There is one river of energy with a very funny name. It’s the Triple Warmer meridian. My image of triple warmer is of a big brother. It can become quite protective and often times it is the only thing holding the rest of the meridians together when the stress in our lives becomes all-consuming. It’s first source of extra energy happens to be its partner, spleen, which also happens to be associated with the body’s immune system.

Now you are getting the picture.

Too much stress = illness, in part because too much stress = over-charged triple warmer and weakened spleen.

But what does that have to do with athletic performance?

Each of us is wired to respond to stress in a certain way. It has to do with things like left brain/right brain dominance, as well as which hand, eye, ear, and foot we prefer to use in a given situation. When stress kicks in, things start to shut down.

The fight or flight response can kick into high gear.

The muscles down the back of the body tighten up to prepare to run or start swinging punches.

Brain function then moves from the neo-cortex (logic, thinking, organizing, big picture, details) part into the mid-brain whose primary job is to keep us safe.

Not a great place to be hanging out when we need to think clearly, process information, move with grace and athletic prowess, and still be a decent human being.

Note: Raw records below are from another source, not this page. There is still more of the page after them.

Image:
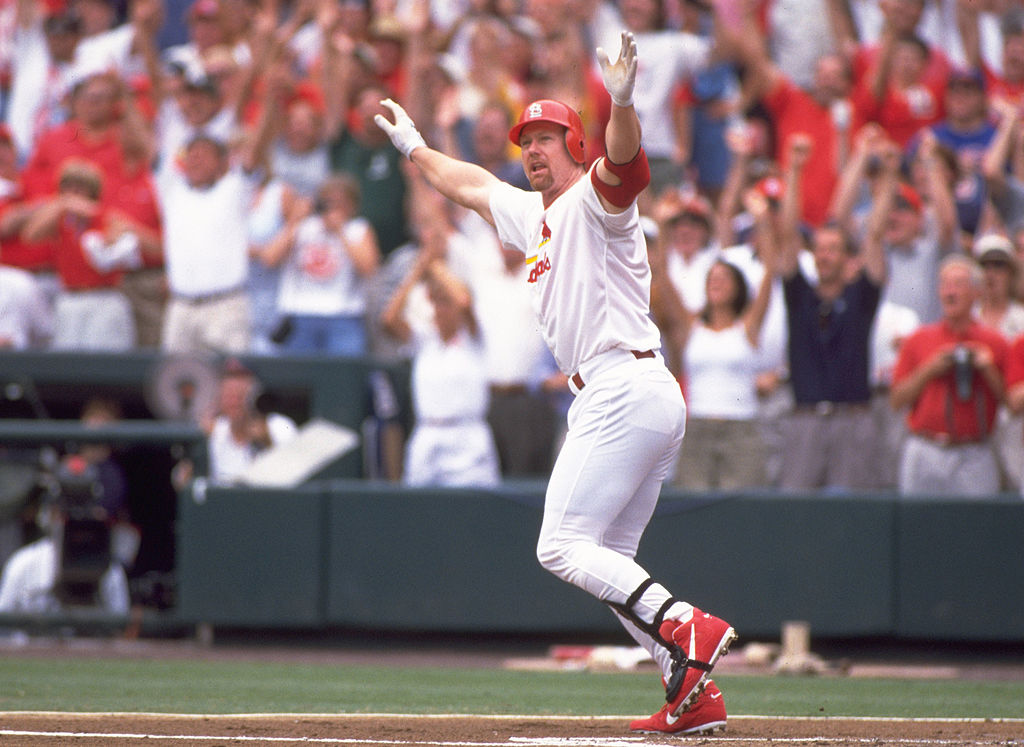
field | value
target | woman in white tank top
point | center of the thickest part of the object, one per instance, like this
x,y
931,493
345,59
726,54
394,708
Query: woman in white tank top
x,y
715,354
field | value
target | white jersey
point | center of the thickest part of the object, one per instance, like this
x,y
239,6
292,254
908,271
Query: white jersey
x,y
588,271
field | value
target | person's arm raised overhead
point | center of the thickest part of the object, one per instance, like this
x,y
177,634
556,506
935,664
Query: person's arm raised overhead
x,y
465,183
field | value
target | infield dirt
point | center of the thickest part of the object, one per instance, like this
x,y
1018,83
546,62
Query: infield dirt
x,y
158,731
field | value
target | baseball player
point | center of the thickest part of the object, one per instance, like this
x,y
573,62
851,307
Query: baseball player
x,y
590,282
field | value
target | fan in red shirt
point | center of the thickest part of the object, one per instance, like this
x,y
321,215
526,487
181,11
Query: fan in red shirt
x,y
105,129
91,312
950,375
1009,83
821,113
14,210
1015,383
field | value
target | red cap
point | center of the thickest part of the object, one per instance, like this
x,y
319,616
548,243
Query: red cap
x,y
771,188
547,110
308,92
908,197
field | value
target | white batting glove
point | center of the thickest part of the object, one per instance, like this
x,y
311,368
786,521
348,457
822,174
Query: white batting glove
x,y
621,76
402,133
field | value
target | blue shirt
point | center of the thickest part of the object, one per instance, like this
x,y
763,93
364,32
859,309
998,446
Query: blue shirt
x,y
828,342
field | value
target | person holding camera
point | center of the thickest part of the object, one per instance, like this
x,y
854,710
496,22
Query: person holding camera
x,y
73,564
242,427
951,375
327,254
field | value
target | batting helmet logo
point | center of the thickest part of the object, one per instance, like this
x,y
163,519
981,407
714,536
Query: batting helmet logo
x,y
547,110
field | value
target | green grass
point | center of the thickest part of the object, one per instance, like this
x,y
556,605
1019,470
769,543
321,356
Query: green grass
x,y
206,687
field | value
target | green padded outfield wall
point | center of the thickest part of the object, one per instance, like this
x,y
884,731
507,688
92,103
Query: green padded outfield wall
x,y
387,557
331,387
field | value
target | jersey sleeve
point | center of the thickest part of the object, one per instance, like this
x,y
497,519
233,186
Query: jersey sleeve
x,y
1015,364
510,208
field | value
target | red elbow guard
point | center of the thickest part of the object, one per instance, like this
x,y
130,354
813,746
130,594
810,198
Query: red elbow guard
x,y
634,176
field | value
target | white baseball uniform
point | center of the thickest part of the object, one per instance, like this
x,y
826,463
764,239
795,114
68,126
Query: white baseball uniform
x,y
591,287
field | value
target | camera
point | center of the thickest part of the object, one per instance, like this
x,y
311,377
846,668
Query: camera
x,y
963,372
85,550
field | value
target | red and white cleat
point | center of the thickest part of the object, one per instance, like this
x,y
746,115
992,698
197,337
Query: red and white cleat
x,y
707,715
702,639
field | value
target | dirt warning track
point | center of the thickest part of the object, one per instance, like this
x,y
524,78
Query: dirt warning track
x,y
123,730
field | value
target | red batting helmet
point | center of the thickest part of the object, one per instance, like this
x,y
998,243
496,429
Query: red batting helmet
x,y
547,110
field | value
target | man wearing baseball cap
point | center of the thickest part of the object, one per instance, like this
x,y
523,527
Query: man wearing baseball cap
x,y
580,231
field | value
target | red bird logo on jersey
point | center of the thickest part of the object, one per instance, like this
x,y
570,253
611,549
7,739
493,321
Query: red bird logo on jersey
x,y
540,264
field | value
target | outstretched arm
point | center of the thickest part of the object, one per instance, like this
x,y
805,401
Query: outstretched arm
x,y
464,183
624,171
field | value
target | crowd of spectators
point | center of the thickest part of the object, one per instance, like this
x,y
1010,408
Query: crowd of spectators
x,y
815,165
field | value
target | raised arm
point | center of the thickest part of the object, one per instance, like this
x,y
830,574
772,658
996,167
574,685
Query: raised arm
x,y
767,241
464,183
799,147
624,170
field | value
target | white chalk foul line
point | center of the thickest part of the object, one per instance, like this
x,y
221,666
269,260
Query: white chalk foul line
x,y
515,741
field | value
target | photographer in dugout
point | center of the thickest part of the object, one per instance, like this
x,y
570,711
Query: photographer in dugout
x,y
72,565
242,428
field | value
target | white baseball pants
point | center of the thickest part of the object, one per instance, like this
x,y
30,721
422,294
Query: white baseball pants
x,y
625,429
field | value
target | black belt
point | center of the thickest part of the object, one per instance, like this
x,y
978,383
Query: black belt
x,y
578,379
508,389
949,439
824,409
207,297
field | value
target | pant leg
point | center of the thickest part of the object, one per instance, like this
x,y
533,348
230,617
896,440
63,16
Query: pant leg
x,y
625,428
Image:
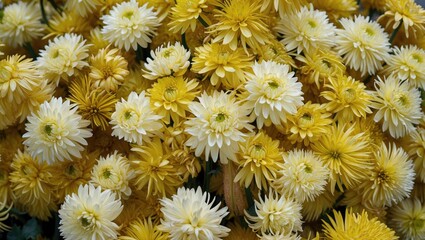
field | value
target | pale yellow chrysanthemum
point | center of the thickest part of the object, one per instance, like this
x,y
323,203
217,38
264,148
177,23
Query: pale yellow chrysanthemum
x,y
391,179
272,93
398,104
171,96
191,214
218,126
63,57
346,154
113,172
356,226
306,30
407,63
241,20
56,132
363,44
407,13
133,119
222,65
348,98
186,14
154,169
408,219
128,25
108,69
275,214
309,123
21,24
89,214
167,60
259,159
303,176
142,229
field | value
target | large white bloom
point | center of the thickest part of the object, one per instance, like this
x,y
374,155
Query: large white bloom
x,y
56,132
272,93
363,44
128,25
134,120
217,126
89,214
190,215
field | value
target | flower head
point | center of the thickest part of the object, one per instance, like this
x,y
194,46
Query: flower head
x,y
89,214
56,132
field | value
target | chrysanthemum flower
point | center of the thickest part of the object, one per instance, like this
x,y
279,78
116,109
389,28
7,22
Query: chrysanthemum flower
x,y
133,120
407,63
356,226
241,20
142,229
190,214
127,25
89,214
363,44
221,64
154,169
218,126
398,104
63,57
309,123
56,132
185,14
272,93
258,159
21,23
407,13
113,172
275,214
346,154
303,176
108,69
167,60
408,219
391,179
306,30
348,98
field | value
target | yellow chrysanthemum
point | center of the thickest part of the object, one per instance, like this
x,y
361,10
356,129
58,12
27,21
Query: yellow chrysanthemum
x,y
108,69
95,105
222,64
309,123
170,97
348,98
346,154
356,226
258,159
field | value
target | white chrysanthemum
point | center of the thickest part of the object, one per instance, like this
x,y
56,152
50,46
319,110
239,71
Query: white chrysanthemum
x,y
272,93
128,25
21,23
398,104
303,176
218,126
113,172
363,44
190,214
134,119
275,214
63,56
306,30
56,132
167,60
89,214
408,63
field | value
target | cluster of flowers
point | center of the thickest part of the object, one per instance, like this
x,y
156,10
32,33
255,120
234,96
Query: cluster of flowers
x,y
209,119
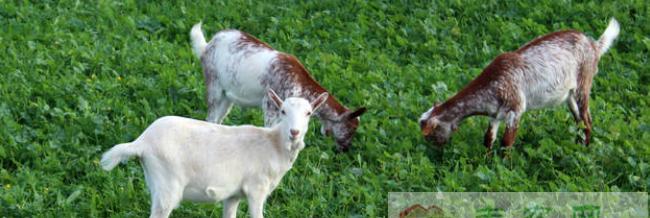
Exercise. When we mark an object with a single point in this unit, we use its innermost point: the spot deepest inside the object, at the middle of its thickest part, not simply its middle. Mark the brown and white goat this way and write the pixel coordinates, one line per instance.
(238, 68)
(555, 68)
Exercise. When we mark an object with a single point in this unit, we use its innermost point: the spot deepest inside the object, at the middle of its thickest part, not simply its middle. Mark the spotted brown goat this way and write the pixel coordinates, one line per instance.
(238, 68)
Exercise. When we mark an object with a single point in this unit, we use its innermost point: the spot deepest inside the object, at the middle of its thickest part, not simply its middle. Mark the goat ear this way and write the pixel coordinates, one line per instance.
(322, 98)
(356, 113)
(274, 98)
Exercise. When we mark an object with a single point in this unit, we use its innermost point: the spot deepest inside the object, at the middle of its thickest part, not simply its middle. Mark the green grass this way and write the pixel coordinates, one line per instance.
(77, 78)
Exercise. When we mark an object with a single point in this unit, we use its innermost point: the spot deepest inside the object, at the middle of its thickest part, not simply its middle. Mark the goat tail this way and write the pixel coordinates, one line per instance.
(119, 153)
(605, 40)
(198, 40)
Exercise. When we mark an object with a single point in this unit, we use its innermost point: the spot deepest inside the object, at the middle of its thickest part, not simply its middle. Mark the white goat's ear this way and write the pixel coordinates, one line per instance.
(322, 98)
(274, 98)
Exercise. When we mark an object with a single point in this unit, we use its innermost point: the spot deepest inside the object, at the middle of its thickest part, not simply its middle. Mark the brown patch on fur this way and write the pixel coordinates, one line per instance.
(290, 65)
(249, 40)
(509, 136)
(568, 35)
(435, 210)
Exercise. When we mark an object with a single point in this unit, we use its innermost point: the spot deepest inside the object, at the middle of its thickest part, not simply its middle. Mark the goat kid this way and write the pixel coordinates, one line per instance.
(239, 67)
(187, 159)
(552, 69)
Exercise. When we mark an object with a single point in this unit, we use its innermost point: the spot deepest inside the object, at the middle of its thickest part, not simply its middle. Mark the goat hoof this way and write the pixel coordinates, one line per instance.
(507, 152)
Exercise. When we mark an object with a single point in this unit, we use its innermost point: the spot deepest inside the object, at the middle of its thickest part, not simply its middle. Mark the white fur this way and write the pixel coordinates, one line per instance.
(187, 159)
(239, 70)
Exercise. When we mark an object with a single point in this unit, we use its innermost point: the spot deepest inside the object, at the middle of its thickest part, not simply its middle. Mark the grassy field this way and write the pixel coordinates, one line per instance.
(77, 78)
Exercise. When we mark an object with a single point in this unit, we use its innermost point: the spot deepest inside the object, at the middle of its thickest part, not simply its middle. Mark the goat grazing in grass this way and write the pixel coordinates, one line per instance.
(187, 159)
(555, 68)
(239, 67)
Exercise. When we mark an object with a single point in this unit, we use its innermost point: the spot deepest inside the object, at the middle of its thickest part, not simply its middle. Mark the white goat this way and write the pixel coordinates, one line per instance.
(238, 68)
(187, 159)
(553, 69)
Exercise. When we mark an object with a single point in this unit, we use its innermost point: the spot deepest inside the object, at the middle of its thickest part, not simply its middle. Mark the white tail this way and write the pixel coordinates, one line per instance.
(119, 153)
(198, 40)
(605, 40)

This is exactly what I see happen in athletic arenas all the time.

I watched it last night as my 12 year old went from smashing volleyballs to shanking things left and right. I saw the moment the shift occurred. The smile left her face. Her shoulders slumped. The energy completely left her body.

Even though she continued to try and make something work, she had given up on her team and she had given up on herself. She felt as though no one had her back. She was simply trying to survive until the torture was over.

Triple warmer was in sixth gear.

Unfortunately while nearly everyone can see what is happening, very few people in the world know how to reverse it and restore balance to an athlete’s system. In some cases, the crowd and the coaches can actually make things worse by putting out energy that is even more stressful and toxic than that produced by the athlete.

Amazing coaches–the legendary ones about whom movies are made–have an incredible talent for calming the triple-warmer stress response. They recognize the meltdown as it begins and have an uncanny ability to halt it and turn things around.

Interestingly enough, anyone can learn how to make the shift happen. Unfortunately most coaches don’t believe they have the time to do what it takes to make stress management a part of their athletic program. As a result, they continue to experience the roller coaster of stress-response performance while some of their most talented athletes struggle to hold things together.

And don’t think for even a second this is limited to athletics.

How often are marriages hanging by a thread because the two parties involved are constantly ready to fight?

How many times are parents defensive when they arrive at school to talk about their child’s issues?

And what child can learn when they arrive in a classroom without their homework only to be thrown into triple warmer hyper-drive by a teacher who unknowingly creates a ton of additional stress?

Wouldn’t it be nice if we could create champions by simply calming the stress response?